If you ask us, and we suppose you did because here you are, short of "things going back to the way they were," all the American people really want from Goldman Sachs is an apology for its role in the financial crisis. If they look down deep, they don't really care about the billions of dollars siphoned from them via the AIG bailout — it's all too abstract. All they want is some acknowledgment. Someone to say, "I fucked up, and I'm sorry, and I love you." (And, ok, maybe also, "And here's a million dollars," but they know in their heart of hearts that's not possible.) Anyway, today, Goldman CEO Lloyd Blankfein finally took his first genuine step toward contrition.
"We participated in things that were clearly wrong and have reason to regret," Blankfein, 55, said at a conference in New York hosted by the Directorship magazine. "We apologize."

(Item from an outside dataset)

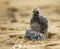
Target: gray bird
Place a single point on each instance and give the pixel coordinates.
(38, 22)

Well, aw, that's nice, but wait — hang on — with all due respect, this is not going to do. After months of this, all Lloyd can offer is the royal we? If Lloyd truly wants forgiveness, then he better get down off his high horse and break out the Big I. As in, "I, Lloyd Blankfein, am sorry," preferably on bended knee, accompanied by fat rolling tears down those adorably pudgy cheeks. On television. One of those half-hour-long network deals that Obama does. Come on, Lloyd. You can afford it.